1.2. Custom text formats

1.2.1. Merged: Annotation-Metadata-Data

This is a custom format I used together with some collaborators to simplify sample annotation

Example:

## load the function from Internet
source("http://r.modas.lu/readAMD.r")  

## read AMD-file from Internet:
miR = readAMD("http://edu.modas.lu/data/txt/mirna_ifng.amd.txt",stringsAsFactors=TRUE)
str(miR)

## List of 5
##  $ ncol: int 20
##  $ nrow: int 2226
##  $ anno:'data.frame':    2226 obs. of  7 variables:
##   ..$ ID                         : chr [1:2226] "hp_hsa-let-7a-1_st" "hp_hsa-let-7a-1_x_st" "hp_hsa-let-7a-2_st" "hp_hsa-let-7a-2_x_st" ...
##   ..$ Alignments                 : chr [1:2226] "9:96938239-96938318 (+)" "9:96938239-96938318 (+)" "11:122017230-122017301 (-)" "11:122017230-122017301 (-)" ...
##   ..$ Sequence                   : chr [1:2226] "TGGGATGAGGTAGTAGGTTGTATAGTTTTAGGGTCACACCCACCACTGGGAGATAACTATACAATCTACTGTCTTTCCTA" "TGGGATGAGGTAGTAGGTTGTATAGTTTTAGGGTCACACCCACCACTGGGAGATAACTATACAATCTACTGTCTTTCCTA" "AGGTTGAGGTAGTAGGTTGTATAGTTTAGAATTACATCAAGGGAGATAACTGTACAGCCTCCTAGCTTTCCT" "AGGTTGAGGTAGTAGGTTGTATAGTTTAGAATTACATCAAGGGAGATAACTGTACAGCCTCCTAGCTTTCCT" ...
##   ..$ Sequence.Length            : int [1:2226] 80 80 72 72 74 83 83 84 84 87 ...
##   ..$ Sequence.Type              : chr [1:2226] "stem-loop" "stem-loop" "stem-loop" "stem-loop" ...
##   ..$ Species.Scientific.Name    : chr [1:2226] "Homo sapiens" "Homo sapiens" "Homo sapiens" "Homo sapiens" ...
##   ..$ Transcript.ID.Array.Design.: chr [1:2226] "hsa-let-7a-1" "hsa-let-7a-1" "hsa-let-7a-2" "hsa-let-7a-2" ...
##  $ meta:'data.frame':    20 obs. of  2 variables:
##   ..$ time     : Factor w/ 10 levels "T00","T005","T03",..: 1 1 2 2 3 3 4 4 5 5 ...
##   ..$ replicate: Factor w/ 2 levels "r1","r2": 1 2 1 2 1 2 1 2 1 2 ...
##  $ X   : num [1:2226, 1:20] 2.75 1.318 1.995 1.696 0.906 ...
##   ..- attr(*, "dimnames")=List of 2
##   .. ..$ : chr [1:2226] "hp_hsa-let-7a-1_st" "hp_hsa-let-7a-1_x_st" "hp_hsa-let-7a-2_st" "hp_hsa-let-7a-2_x_st" ...
##   .. ..$ : chr [1:20] "T000.1" "T000.2" "T005.1" "T005.2" ...

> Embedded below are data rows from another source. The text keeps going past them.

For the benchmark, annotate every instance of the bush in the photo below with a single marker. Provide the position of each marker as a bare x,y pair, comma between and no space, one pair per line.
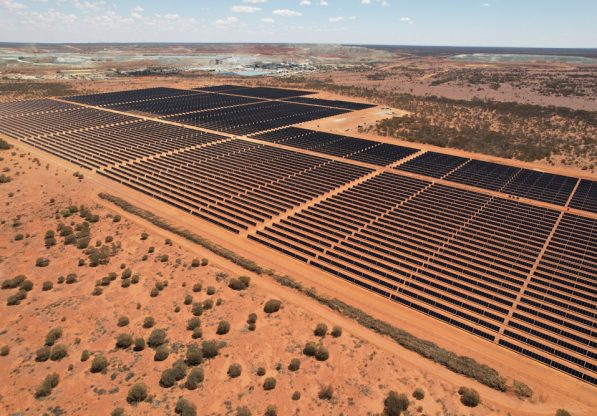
52,336
294,365
42,262
148,322
322,353
194,355
124,341
336,332
43,354
272,306
156,338
269,383
521,390
161,353
59,351
210,349
321,330
185,408
419,393
223,328
137,393
195,377
234,370
193,323
99,364
326,392
46,386
469,397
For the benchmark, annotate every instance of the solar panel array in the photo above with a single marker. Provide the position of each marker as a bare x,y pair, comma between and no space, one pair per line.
518,274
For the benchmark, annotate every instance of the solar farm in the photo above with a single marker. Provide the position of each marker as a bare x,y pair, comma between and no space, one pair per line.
502,252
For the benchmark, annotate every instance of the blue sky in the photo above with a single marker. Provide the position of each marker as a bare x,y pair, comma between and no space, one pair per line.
542,23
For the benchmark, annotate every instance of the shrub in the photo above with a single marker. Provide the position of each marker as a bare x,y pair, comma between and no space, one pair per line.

## reading & parsing large text files Internet can be long.
## => often it is better to download and read text-file from local storage.
## However, readAMD() includes downloading

mRNA = readAMD("http://edu.modas.lu/data/txt/mrna_ifng.amd.txt",stringsAsFactors=TRUE) 
str(mRNA)

## List of 5
##  $ ncol: int 17
##  $ nrow: int 33297
##  $ anno:'data.frame':    33297 obs. of  8 variables:
##   ..$ ID             : int [1:33297] 7892501 7892502 7892503 7892504 7892505 7892506 7892507 7892508 7892509 7892510 ...
##   ..$ gene_assignment: chr [1:33297] "---" "---" "---" "---" ...
##   ..$ GeneSymbol     : chr [1:33297] "" "" "" "" ...
##   ..$ RefSeq         : chr [1:33297] "---" "---" "---" "---" ...
##   ..$ seqname        : chr [1:33297] "---" "---" "---" "---" ...
##   ..$ start          : int [1:33297] 0 0 0 0 0 0 0 0 0 0 ...
##   ..$ stop           : int [1:33297] 0 0 0 0 0 0 0 0 0 0 ...
##   ..$ strand         : chr [1:33297] "---" "---" "---" "---" ...
##  $ meta:'data.frame':    17 obs. of  3 variables:
##   ..$ time     : Factor w/ 7 levels "T00","T03","T12",..: 1 1 2 2 3 3 4 4 4 5 ...
##   ..$ treatment: Factor w/ 3 levels "IFNg","IFNg_JII",..: 3 3 1 1 1 1 1 1 1 1 ...
##   ..$ replicate: Factor w/ 3 levels "r1","r2","r3": 1 2 1 2 1 2 1 2 3 1 ...
##  $ X   : num [1:33297, 1:17] 9.21 7.64 5 8.57 7.1 ...
##   ..- attr(*, "dimnames")=List of 2
##   .. ..$ : chr [1:33297] "7892501" "7892502" "7892503" "7892504" ...
##   .. ..$ : chr [1:17] "T00.1" "T00.2" "T03.1" "T03.2" ...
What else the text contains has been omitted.